Although this case report raises the possibility that the transplanted ovarian tissue may result in the recovery of functions in the remaining ovary through mechanisms we previously speculated ( 12 ), sporadic recovery of the function of the remaining ovary and pregnancies can still occur in young patients with heterotopic transplants. Therefore, the lack of need for contraception after heterotopic OTT is not a foregone conclusion.
The strengths of this study include the novelty of comparative data between orthotopic and heterotopic transplants and the fact that all procedures, including the subsequent IVF treatments, were performed by a single surgeon. Limitations of the study include the relatively small sample size and the mean age difference between the 2 groups. Although challenging to perform in the fertility preservation setting, larger prospective studies may be needed to confirm our findings.

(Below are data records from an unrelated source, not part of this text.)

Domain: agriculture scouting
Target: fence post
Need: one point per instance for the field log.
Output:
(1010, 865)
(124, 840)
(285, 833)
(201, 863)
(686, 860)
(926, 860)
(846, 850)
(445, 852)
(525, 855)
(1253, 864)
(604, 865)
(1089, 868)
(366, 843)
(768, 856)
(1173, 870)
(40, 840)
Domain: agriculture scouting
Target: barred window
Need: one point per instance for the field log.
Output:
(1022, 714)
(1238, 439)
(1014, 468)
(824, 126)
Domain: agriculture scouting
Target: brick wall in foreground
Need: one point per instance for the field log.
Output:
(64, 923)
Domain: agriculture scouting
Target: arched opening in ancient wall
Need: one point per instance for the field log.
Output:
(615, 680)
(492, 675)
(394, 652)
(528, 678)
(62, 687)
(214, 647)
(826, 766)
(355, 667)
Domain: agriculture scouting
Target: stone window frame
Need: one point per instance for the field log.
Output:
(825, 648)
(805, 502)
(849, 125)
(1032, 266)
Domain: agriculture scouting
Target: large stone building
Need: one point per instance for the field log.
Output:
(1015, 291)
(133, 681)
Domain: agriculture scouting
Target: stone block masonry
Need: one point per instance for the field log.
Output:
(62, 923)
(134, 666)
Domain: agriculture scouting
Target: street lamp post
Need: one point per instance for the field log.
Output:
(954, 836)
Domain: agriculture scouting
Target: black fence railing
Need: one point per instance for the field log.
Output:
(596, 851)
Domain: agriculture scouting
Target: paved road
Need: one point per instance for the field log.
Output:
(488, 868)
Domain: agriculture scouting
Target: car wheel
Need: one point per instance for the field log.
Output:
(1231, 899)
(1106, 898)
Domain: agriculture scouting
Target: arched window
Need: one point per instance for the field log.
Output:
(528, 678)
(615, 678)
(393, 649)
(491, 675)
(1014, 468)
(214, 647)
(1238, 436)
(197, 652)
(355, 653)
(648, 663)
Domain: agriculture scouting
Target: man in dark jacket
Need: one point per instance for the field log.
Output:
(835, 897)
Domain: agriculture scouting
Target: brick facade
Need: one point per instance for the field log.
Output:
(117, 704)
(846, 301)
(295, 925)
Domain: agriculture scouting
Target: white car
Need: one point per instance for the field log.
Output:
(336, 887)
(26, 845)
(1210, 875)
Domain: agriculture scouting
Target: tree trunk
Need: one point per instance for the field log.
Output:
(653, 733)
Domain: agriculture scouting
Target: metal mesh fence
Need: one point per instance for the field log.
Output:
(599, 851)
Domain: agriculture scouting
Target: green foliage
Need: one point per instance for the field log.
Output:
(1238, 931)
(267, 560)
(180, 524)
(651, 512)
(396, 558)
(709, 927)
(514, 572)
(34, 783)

In summation, from our data, it seems that the orthotopic OTT should be the primary choice when fertility is desired. The heterotopic approach should be reserved for instances when pelvic transplantation is not feasible or safe ( Supplemental Fig. 1 , available online). We also propose that heterotopic OTT should also be considered when the sole goal of tissue transplantation is to restore or potentially extend ovarian endocrine function ( 40 , 51 ). Considering the limitations of the study, additional studies are needed to corroborate our findings.